Capital intensity is the amount of fixed or real capital present in relation to other factors of production, especially labor. At the level of either a production process or the aggregate economy, it may be estimated by the capital to labor ratio, such as from the points along a capital/labor isoquant. The inverse of capital intensity is labor intensity. Capital intensity is sometimes associated with industrialism, while labor intensity is sometimes associated with agrarianism.
The use of tools and machinery makes labor more effective, so rising capital intensity (or "capital deepening") pushes up the productivity of labor. Capital intensive societies tend to have a higher standard of living over the long run.
Calculations made by Robert Solow claimed that economic growth was mainly driven by technological progress (productivity growth) rather than inputs of capital and labor. However recent economic research has invalidated that theory, since Solow did not properly consider changes in both investment and labor inputs.

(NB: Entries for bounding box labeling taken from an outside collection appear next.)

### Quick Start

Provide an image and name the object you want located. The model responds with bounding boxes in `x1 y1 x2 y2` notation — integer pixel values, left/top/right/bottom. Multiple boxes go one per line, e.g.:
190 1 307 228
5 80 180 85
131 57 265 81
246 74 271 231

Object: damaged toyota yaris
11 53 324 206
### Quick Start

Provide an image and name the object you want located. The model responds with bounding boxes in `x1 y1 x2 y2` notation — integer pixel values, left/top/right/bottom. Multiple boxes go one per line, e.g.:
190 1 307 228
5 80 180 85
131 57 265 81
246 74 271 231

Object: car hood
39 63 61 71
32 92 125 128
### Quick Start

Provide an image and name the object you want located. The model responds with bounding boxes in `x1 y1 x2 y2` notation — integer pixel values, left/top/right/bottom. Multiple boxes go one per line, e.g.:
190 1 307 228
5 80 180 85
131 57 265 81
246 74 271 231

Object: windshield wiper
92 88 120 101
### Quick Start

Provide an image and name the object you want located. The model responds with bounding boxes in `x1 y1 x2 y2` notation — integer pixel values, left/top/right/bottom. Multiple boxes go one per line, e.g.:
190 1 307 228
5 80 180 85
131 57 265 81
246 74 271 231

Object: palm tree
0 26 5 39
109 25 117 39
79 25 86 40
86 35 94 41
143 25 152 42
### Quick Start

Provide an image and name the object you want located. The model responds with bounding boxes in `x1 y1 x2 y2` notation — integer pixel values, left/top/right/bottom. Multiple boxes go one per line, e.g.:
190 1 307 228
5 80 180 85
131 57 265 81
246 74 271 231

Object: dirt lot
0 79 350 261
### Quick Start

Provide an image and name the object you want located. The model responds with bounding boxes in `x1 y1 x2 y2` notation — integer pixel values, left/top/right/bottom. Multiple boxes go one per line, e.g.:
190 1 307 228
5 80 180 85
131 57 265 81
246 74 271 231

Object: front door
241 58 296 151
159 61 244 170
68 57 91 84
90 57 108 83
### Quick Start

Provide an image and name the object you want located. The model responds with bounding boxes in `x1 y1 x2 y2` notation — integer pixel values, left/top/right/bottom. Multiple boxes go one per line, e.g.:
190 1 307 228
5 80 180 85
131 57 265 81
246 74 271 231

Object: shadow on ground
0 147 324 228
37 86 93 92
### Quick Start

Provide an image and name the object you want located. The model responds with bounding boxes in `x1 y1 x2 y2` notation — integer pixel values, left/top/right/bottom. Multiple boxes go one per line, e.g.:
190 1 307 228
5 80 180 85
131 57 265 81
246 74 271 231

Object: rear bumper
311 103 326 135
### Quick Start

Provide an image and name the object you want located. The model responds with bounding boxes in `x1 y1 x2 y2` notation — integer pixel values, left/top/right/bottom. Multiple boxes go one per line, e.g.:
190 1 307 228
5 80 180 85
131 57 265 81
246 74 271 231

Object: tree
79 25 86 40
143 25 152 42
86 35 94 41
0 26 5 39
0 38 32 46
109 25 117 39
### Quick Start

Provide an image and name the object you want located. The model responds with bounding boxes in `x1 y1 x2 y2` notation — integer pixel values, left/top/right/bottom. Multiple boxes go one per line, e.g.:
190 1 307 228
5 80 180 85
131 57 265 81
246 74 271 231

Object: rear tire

Dale Jorgenson, of Harvard University, President of the American Economic Association in 2000, concludes that: 'Griliches and I showed that changes in the quality of capital and labor inputs and the quality of investment goods explained most of the Solow residual. We estimated that capital and labor inputs accounted for 85 percent of growth during the period 1945–1965, while only 15 percent could be attributed to productivity growth… This has precipitated the sudden obsolescence of earlier productivity research employing the conventions of Kuznets and Solow.'[1]
John Ross has analysed the long term correlation between the level of investment in the economy, rising from 5-7% of GDP at the time of the Industrial Revolution in England, to 25% of GDP in the post-war German 'economic miracle', to over 35% of GDP in the world's most rapidly growing contemporary economies of India and China.[2]
Taking the G7 and other largest economies, Jorgenson and Vu conclude: 'the growth of world output between input growth and productivity… input growth greatly predominated… Productivity growth accounted for only one-fifth of the total during 1989-1995, while input growth accounted for almost four-fifths. Similarly, input growth accounted for more than 70 percent of growth after 1995, while productivity accounted for less than 30 percent.'
Regarding differences in output per capita Jorgenson and Vu conclude: 'differences in per capita output levels are primarily explained by differences in per capital input, rather than variations in productivity'.[3]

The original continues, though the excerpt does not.